BY Fast Company < 1 MINUTE READ

Just how badly has the travel industry been hit by COVID-19? Yesterday, travel-booking giant Booking Holdings, parent company of Booking.com, Priceline.com, Kayak.com, and OpenTable, among other sites, reported its financial results for the first quarter of 2020—and the numbers are sobering.

For the first three months of 2020, gross travel bookings were down by 51% year-over-year, and booked room nights decreased 43% from a year ago. That pushed Booking’s total Q1 revenue down 19% from the prior year, to $2.3 billion, with a net loss of $699 million compared with net income in the first quarter of 2019 of $765 million.

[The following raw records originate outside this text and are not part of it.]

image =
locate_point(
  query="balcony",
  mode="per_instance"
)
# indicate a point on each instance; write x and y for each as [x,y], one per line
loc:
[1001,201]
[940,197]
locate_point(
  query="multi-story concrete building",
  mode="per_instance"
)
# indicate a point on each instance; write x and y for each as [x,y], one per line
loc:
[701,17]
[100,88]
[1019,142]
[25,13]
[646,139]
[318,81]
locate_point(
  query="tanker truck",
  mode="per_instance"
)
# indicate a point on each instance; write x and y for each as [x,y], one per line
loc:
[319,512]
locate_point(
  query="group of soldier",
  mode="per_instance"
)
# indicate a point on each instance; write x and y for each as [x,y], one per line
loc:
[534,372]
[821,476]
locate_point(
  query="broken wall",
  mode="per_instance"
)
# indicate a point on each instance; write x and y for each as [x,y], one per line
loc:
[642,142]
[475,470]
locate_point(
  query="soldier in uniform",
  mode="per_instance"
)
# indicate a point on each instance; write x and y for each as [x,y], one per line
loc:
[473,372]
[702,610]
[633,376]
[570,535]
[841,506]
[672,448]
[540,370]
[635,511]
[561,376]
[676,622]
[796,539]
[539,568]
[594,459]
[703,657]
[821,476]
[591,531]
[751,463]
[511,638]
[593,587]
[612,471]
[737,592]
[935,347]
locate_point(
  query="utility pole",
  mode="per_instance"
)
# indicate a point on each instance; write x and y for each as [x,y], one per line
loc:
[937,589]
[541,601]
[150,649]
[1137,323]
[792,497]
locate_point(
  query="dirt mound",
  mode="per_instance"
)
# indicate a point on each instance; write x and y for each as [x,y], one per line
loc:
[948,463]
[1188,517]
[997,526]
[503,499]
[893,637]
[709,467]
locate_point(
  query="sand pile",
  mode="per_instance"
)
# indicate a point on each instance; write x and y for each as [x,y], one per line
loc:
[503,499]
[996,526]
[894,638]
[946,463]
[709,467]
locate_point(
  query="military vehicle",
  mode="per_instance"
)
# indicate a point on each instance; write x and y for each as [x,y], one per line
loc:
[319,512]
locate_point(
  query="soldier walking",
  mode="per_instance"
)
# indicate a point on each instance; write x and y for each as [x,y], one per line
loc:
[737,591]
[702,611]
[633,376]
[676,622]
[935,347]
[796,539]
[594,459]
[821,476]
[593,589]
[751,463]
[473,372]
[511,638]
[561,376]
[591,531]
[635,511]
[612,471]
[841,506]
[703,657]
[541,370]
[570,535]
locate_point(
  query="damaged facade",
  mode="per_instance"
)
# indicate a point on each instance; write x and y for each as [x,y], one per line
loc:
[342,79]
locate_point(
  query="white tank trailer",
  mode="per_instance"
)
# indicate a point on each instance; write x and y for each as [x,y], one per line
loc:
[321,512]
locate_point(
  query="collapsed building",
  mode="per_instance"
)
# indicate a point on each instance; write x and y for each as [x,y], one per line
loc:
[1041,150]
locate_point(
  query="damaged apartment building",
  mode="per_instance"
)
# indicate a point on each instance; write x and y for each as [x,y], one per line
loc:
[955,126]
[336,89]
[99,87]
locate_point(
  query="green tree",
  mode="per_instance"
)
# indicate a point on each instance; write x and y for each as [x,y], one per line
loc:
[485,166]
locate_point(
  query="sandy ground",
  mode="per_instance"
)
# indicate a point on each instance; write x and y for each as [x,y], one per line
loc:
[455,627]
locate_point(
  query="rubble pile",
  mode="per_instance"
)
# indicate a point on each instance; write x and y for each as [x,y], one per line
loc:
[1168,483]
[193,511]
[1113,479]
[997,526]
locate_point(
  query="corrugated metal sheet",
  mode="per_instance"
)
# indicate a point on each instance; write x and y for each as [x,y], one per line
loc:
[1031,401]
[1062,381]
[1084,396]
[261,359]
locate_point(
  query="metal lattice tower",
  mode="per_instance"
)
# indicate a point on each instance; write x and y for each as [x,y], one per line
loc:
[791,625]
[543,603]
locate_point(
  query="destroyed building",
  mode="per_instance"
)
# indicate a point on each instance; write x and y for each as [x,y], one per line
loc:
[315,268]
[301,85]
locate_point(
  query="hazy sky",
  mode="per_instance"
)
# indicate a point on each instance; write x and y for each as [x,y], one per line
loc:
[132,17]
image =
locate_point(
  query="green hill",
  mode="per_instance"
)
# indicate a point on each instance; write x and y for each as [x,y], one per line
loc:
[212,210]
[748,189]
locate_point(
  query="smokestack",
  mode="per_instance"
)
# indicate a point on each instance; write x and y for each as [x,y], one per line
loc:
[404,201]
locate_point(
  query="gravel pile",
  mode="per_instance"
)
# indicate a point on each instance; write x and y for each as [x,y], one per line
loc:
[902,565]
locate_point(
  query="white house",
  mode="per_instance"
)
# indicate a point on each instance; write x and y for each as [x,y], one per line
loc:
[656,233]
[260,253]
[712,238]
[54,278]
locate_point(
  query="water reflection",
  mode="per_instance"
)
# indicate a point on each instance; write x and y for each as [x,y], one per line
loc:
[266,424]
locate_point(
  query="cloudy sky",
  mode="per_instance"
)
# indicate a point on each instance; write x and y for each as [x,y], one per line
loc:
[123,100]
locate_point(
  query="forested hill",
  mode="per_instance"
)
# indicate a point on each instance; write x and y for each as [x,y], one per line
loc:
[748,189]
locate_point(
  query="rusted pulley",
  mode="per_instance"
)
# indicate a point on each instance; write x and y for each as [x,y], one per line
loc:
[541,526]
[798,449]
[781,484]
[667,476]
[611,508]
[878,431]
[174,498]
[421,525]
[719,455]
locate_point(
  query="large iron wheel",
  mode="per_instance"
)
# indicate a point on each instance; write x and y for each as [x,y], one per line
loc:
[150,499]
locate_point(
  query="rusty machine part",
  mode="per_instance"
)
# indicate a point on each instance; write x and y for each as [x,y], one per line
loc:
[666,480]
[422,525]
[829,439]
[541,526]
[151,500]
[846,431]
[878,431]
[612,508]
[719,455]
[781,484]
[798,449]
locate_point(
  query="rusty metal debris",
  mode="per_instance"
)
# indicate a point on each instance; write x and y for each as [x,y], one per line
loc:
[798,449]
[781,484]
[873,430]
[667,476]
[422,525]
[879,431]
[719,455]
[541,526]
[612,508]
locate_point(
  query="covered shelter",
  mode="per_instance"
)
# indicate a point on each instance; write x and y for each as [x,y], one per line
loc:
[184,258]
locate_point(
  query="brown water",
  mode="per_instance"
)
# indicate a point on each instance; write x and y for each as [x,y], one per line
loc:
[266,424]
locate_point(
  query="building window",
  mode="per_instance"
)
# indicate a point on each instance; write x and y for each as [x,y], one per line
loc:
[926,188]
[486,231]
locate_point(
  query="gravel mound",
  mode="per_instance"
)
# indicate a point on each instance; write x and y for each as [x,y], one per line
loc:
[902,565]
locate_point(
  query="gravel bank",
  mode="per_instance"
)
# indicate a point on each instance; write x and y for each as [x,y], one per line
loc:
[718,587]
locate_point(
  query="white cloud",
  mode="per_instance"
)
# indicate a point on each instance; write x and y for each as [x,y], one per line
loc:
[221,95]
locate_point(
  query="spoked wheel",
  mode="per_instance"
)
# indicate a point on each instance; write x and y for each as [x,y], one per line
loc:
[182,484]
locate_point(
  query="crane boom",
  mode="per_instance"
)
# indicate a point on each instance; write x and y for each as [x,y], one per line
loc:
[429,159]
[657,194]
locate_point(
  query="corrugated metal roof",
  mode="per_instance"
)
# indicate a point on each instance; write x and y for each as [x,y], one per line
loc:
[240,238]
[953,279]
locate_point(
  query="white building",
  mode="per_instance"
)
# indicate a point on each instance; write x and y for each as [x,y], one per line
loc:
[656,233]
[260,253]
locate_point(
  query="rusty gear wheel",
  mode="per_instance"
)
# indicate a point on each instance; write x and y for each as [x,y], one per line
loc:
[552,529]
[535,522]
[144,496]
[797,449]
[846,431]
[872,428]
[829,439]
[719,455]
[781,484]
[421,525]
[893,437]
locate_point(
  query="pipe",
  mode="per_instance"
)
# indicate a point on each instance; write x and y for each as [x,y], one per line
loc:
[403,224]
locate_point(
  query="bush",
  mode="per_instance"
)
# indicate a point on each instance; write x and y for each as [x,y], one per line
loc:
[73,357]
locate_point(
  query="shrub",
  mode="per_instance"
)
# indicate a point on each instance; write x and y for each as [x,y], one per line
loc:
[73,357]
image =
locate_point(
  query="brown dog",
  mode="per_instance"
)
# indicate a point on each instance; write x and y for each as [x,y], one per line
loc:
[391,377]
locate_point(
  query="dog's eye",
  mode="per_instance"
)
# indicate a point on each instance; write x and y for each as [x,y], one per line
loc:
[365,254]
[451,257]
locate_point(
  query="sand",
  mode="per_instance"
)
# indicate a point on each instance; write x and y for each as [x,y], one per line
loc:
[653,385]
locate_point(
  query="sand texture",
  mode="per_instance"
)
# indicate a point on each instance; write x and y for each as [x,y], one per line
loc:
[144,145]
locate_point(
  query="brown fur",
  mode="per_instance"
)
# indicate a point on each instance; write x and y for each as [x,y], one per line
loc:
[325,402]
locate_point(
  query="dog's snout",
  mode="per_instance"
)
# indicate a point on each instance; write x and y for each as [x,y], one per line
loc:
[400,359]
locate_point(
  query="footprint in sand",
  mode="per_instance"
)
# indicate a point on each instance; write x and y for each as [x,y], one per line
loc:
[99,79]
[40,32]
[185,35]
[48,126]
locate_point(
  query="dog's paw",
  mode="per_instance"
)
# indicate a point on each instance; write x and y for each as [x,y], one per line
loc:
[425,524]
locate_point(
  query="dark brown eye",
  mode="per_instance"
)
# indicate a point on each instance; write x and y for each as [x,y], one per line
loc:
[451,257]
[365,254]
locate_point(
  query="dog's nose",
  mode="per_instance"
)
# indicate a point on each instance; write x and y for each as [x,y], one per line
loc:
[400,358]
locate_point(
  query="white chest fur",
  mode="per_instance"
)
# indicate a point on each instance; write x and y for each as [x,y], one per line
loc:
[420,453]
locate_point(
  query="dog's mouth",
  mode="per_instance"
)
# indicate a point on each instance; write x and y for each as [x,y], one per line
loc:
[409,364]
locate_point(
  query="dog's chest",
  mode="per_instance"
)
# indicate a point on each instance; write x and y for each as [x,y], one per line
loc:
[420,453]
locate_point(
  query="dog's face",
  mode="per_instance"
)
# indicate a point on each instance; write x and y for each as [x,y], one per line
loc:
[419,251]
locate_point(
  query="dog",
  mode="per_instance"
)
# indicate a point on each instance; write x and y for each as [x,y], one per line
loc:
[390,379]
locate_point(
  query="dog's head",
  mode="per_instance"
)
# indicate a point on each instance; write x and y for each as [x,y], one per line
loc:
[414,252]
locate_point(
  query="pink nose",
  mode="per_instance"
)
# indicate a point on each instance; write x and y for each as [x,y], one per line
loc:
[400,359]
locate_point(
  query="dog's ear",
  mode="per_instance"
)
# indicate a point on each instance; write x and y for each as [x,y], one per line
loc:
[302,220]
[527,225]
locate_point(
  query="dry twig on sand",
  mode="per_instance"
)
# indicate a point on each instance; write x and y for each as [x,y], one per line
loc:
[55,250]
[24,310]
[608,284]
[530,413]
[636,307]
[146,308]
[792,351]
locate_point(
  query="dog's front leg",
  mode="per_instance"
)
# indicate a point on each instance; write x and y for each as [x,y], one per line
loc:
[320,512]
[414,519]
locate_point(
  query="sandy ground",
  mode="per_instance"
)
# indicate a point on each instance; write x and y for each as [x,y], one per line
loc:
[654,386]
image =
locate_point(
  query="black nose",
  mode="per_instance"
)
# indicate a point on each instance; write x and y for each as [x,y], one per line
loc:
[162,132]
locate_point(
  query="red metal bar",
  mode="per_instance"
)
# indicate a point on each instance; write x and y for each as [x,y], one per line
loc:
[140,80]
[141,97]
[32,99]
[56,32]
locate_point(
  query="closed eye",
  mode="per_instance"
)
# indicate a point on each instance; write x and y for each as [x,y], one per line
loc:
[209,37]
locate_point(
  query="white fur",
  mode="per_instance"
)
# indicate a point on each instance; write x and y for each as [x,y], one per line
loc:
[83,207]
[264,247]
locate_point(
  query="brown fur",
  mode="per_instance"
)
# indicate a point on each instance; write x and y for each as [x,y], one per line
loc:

Those numbers only tell part of the story, though. Booking CEO Glenn Fogel noted that in March newly booked room nights were down more than 60% year-over-year, and the company received more hotel cancellations than new reservations across its sites. In April, newly booked room nights were down more than 85% year-over-year. (The company has applied for financial aid in the U.K. and Netherlands.)

At TripAdvisor, which operates nearly two dozen travel-planning and -booking sites, including Viator, Flipkey, and Tripadvisor.com, revenue and daily bookings were down more than 90% year-over-year in late March and through April, according to CEO Steve Kaufer in an earnings call this morning. His company’s revenue was down by 26% year-over-year, and he expects the low bookings to continue through the second quarter.

Fogel and Kaufer both expressed confidence that bookings will eventually rebound—though they acknowledged that future flare-ups of COVID-19 could hamper international travel for months, if not longer. In the shorter term, they see the most potential in domestic travel. Fogel also reported an increase in interest in “alternative accommodations”—which may be cold comfort to the 1,900 Airbnb employees who lost their jobs this week.